We have < 3000 rows in every table. 

select count(*) from individual: 1327
select count(*) from contact: 2170
select count(*) from contact_address: 2238

We then execute the query:

SELECT a.idIndividual FROM individual a 
WHERE a.idIndividual IN 
	(	SELECT c.idObj FROM contact_address cona 
		INNER JOIN contact c ON c.idContact=cona.idContact 
		WHERE cona.postalStripped='T2H3B2'
	) 

It returns exactly one row, with idIndividual = 216, which is correct. The problem is
that it is too slow (around 4 seconds). 

We then execute the subquery separately:

SELECT c.idObj FROM contact_address cona 
		INNER JOIN contact c ON c.idContact=cona.idContact 
		WHERE cona.postalStripped='T2H3B2'

The result is instantaneous, and returns one row with col idObj = 216. So the subquery
clearly does not depend on any row from individual and runs very fast.

We then try the query:

SELECT a.idIndividual FROM individual a 
WHERE a.idIndividual IN (216) 

Obviously, this runs very fast because of the primary key index and returns idIndividual
= 216 (as expected).

So when the two are combined, the query is very slow although done in two stages manually
(fetch list of ids and then execute the outer query) it is instantaneous.
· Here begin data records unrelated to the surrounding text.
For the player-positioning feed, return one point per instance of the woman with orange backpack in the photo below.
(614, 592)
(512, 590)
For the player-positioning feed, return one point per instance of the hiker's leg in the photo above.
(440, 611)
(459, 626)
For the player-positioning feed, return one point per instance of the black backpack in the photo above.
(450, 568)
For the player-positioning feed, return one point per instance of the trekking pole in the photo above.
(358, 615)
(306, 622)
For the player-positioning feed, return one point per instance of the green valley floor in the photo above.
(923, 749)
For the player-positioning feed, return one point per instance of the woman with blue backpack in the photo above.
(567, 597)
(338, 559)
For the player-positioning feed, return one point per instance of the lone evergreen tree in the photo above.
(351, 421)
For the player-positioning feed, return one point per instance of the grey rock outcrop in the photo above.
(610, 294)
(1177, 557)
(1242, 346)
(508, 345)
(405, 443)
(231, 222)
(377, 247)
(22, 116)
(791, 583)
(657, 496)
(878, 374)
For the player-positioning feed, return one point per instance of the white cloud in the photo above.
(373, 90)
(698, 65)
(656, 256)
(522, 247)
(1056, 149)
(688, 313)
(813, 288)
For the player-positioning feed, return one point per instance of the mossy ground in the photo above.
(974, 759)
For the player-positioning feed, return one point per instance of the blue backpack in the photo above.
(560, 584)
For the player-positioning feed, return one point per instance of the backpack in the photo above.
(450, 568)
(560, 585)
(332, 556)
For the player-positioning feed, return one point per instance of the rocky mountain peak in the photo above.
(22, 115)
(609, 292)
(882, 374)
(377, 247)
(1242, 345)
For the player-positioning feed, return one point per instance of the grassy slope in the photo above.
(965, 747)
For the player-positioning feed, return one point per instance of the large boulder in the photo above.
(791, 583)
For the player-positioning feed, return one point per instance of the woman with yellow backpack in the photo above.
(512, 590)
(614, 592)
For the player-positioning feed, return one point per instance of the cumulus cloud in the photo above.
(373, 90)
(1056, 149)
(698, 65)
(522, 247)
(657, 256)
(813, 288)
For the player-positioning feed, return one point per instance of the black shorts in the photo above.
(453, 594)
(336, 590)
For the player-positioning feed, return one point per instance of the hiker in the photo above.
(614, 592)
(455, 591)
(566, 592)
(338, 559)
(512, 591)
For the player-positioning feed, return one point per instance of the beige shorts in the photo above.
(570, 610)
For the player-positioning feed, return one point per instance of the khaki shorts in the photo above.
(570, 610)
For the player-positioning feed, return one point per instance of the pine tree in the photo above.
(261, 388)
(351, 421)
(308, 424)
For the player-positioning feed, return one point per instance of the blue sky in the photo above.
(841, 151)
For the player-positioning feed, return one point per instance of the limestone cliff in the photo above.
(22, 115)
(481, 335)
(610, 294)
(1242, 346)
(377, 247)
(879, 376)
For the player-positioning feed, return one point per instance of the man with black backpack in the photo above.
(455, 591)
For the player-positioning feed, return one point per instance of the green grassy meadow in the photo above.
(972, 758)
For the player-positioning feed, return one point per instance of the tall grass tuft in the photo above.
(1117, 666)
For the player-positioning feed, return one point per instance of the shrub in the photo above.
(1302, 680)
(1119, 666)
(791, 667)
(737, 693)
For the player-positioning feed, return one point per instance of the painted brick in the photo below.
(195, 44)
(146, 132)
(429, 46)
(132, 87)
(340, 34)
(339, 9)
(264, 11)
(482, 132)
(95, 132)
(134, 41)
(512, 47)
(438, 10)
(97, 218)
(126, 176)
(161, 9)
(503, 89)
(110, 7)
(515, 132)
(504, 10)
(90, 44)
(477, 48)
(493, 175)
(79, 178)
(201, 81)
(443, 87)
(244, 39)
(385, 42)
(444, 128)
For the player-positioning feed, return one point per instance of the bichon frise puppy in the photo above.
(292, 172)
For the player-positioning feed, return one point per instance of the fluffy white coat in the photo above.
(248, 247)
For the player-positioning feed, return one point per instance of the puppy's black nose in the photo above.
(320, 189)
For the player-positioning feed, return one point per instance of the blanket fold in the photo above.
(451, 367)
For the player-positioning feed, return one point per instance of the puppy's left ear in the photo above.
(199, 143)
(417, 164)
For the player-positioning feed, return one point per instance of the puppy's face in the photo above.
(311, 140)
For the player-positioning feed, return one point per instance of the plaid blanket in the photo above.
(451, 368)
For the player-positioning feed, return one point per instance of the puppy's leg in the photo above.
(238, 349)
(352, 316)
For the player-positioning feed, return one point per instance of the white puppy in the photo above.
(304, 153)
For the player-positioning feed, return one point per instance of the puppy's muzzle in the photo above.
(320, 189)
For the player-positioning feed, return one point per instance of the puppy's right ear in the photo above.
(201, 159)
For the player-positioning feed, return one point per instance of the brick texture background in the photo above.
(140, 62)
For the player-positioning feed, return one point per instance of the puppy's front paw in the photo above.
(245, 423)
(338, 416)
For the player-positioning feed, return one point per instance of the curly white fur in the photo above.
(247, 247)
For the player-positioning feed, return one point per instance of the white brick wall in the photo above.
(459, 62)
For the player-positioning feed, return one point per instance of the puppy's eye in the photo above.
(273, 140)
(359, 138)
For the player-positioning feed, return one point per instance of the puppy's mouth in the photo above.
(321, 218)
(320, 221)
We have found (by trial and error) that adding an index to contact.idObj gets rid of the
problem. We signal this as a bug because there is no obvious reason for this. 

Here are the explains for each select:

For the full query:

1	PRIMARY	a	index		PRIMARY	4		1291	Using where; Using index
2	DEPENDENT SUBQUERY	cona	ALL	IDX_contact_address_2				2187	Using where
2	DEPENDENT SUBQUERY	c	eq_ref	PRIMARY	PRIMARY	4	hawk.cona.idContact	1	Using where

After the index is added:

1	PRIMARY	a	index		PRIMARY	4		1291	Using where; Using index
2	DEPENDENT SUBQUERY	c	ref	PRIMARY,IDX_contact_2	IDX_contact_2	5	func	1	Using where;
Using index
2	DEPENDENT
SUBQUERY	cona	ref	IDX_contact_address_2	IDX_contact_address_2	4	hawk.c.idContact	1	Using
where

Suggested fix:
None.
[23 Nov 2007 17:47] Valeriy Kravchuk
Thank you for a problem report. This is a known optimizer's deficiency that will be fixed
in MySQL 6.0.x.
[28 Dec 2008 1:05] Sergey Petrunya
Confirm, should be handled by new subquery optimizations in MySQL 6.0.  
The query is uncorrelated, so WL#3985 code may bring extra benefits.
[28 Dec 2008 16:00] Bugs System
A patch for this bug has been committed. After review, it may
be pushed to the relevant source trees for release in the next
version. You can access the patch from:

  http://lists.mysql.com/commits/62387

2758 Sergey Petrunia	2008-12-28
      BUG#32665: Query with dependent subquery is too slow
      - Testcase (the code is subquery optimization WLs)
[11 Jan 15:51] Bugs System
Pushed into 6.0.10-alpha (revid:sergefp@mysql.com-20090110105650-he9xy4221tbn5y70)
(version source revid:sergefp@mysql.com-20090110105650-he9xy4221tbn5y70) (merge vers:
6.0.10-alpha) (pib:6)
[13 Jan 2:51] Paul DuBois
Noted in 6.0.10 changelog.

Queries with dependent subqueries were slow.